Au travail, nous le mesurons avec des jumelles laser, en même temps que le site, la hauteur et la distance horizontale, afin d’effectuer des relevés d’obstacles autour de nos stations météorologiques.

Azimut est également un bande dessinée de Lupano et Andrea dont je viens de terminer le tome 4, “Nuées Noires, Voile Blanc”. Le moins que l’on puisse dire, c’est que les auteurs aiment entretenir les suspens, une autre manière polie de constater que la série traîne en longueur.
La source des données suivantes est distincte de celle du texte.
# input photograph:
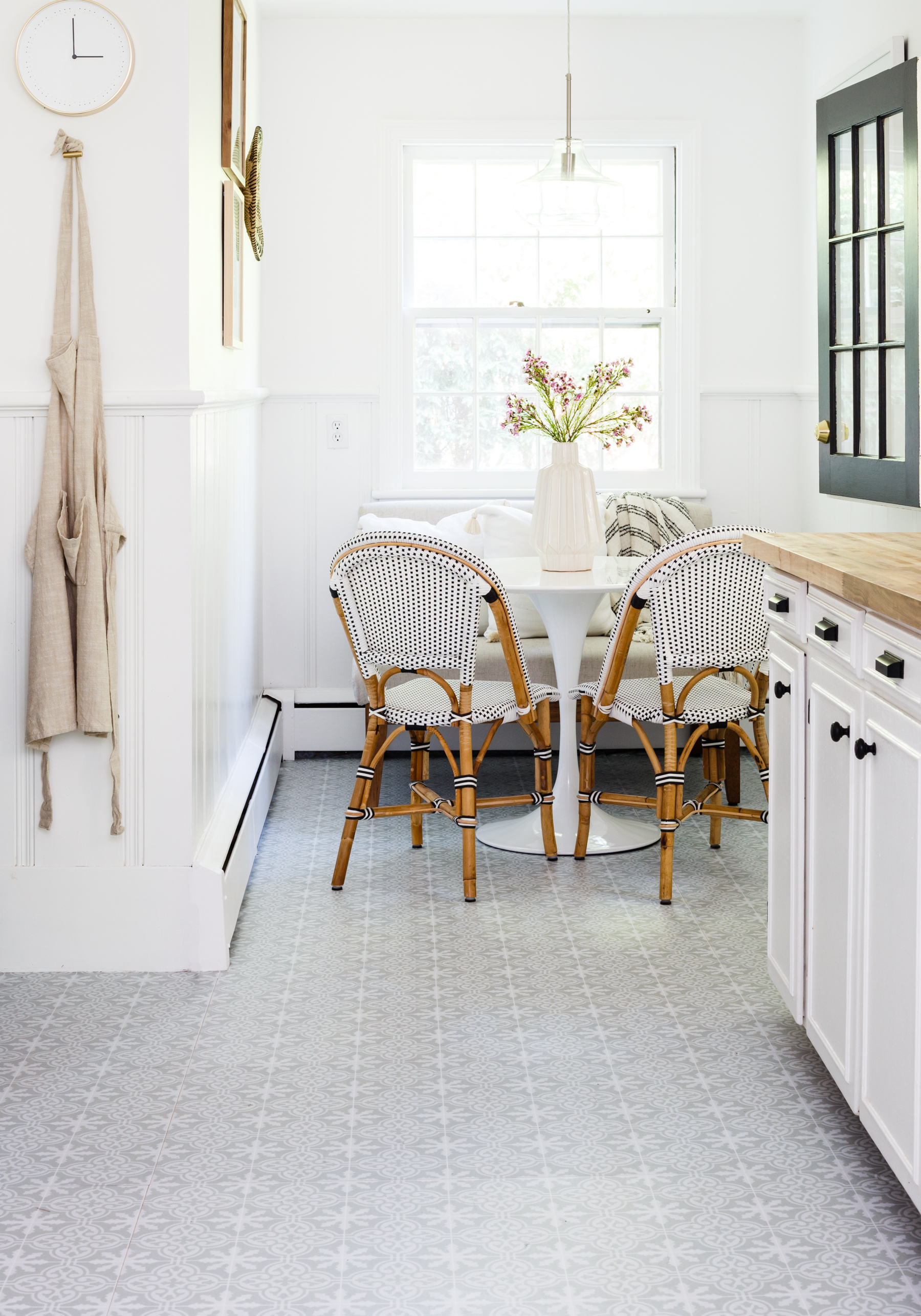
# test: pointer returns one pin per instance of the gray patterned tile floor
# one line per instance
(563, 1099)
Si les graphismes restent toujours aussi beaux, l’histoire s’effiloche peu à peu et l’on se demande si les auteurs n’auraient pas abusé de substemps comme leurs personnages. Ils nous dévoilent un nouvel amour caché (enfin pas si caché que cela) après celui du lapinou et de la généreuse déesse de sable. La délicieuse Manie s’apprête à épouser l’étalon érotique alors que les nuées noires, réveillées par sa mère jalouse, déferle sur la citée. Un air glacial souffle sur le désert, le chevalier en perd ses tripes.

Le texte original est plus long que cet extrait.